Grâce au succès fulgurant des frères Lebrun et du buzz autour du film Marty Supreme porté par la star Timothée Chalamet, le ping-pong n’a jamais été aussi médiatisé, nous donnant une furieuse envie de déplier la table et de taper la petite balle jaune. Premier fabricant industriel de tables de ping-pong en France, Cornilleau, qui fête ses 80 ans, vient d’éditer la Softbat, un modèle composé à partir de textiles usagés (coton et polyester) issus des collections Armor Lux, recyclés en France. Résultat : une raquette outdoor en matière composite, conçue et produite en France, garantie dix ans (12 €).

Made in Auvergne

Dans un registre tout aussi écoresponsable mais bien plus haut de gamme, l’ancien champion de l’équipe nationale de tennis de table du Mexique, Ernesto Zamudio, a créé à Gerzat, dans le Puy-de-Dôme, la marque Mamba Blades spécialisée dans les bois de raquette.

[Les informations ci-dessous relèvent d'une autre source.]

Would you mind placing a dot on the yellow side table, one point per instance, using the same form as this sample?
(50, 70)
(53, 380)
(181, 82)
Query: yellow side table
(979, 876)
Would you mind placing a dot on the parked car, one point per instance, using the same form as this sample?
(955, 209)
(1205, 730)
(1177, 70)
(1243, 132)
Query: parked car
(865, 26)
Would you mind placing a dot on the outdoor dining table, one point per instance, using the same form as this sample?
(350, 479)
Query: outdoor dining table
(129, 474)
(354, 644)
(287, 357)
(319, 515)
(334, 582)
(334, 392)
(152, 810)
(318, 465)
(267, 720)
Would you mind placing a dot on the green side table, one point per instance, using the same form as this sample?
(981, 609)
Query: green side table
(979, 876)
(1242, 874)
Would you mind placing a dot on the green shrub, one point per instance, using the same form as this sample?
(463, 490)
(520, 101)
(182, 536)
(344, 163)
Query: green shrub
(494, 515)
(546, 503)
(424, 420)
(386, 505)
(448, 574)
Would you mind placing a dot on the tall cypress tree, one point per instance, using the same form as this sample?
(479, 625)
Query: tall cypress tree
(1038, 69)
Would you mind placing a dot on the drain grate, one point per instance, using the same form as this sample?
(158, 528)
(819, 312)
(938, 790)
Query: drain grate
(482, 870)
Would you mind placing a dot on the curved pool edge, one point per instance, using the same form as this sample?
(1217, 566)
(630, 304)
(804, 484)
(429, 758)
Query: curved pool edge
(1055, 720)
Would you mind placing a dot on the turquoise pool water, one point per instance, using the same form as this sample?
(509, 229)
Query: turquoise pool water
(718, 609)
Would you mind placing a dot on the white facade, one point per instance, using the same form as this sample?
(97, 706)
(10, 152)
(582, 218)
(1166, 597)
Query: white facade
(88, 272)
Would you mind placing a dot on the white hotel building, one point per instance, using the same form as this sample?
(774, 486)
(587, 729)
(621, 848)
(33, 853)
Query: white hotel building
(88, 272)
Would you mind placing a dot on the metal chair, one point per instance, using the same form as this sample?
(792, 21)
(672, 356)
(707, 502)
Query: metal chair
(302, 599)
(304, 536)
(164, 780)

Issu du monde de la lutherie, il a eu l’idée de mettre le savoir-faire artisanal et la précision d’un instrument de musique au service du ping-pong. « Nous observons globalement un regain d’intérêt autour du tennis de table, mais cela s’explique surtout par l’émergence d’une très belle génération de jeunes joueurs en France : certains clubs avec lesquels nous sommes en contact indiquent que leurs sections jeunes sont aujourd’hui complètes », explique Vanessa Bernal, directrice marketing. Mamba Blades propose des « bois » (la raquette nue, sans son revêtement de gomme) de 110 € à 250 € (pour un modèle sur mesure) fabriqués avec des essences locales : les manches sont en chêne, en tilleul ou en peuplier, renforcés avec du lin, principalement produit en France, du chanvre ou du basalte – matières plus respectueuses de l’environnement que le carbone, le kevlar ou la fibre de verre. « Ces alternatives permettent d’obtenir d’excellentes performances techniques tout en favorisant des bois européens, traçables et durables ». Traditionnellement, les essences de bois utilisées pour les raquettes proviennent d’Amérique latine ou d’Afrique (corina, ayous, koto, limba, kiri, honoki, zébrano, etc.) où les filières sont difficilement traçables, mais l’équipe travaille activement à sourcer les meilleurs matériaux. Composés d’un noyau, généralement en balsa, de couches internes (bois dur) et externes (tendre ou dur selon la sensation de jeu recherchée), tous les bois Mamba Blades sont conçus et fabriqués dans le petit atelier auvergnat, qui produit également des pièces sur mesure handisport. Les peintures, solvants et plastiques, aussi bien dans la fabrication des bois que dans les emballages ont été totalement proscrits. Une manière radicale d’associer sport et écologie.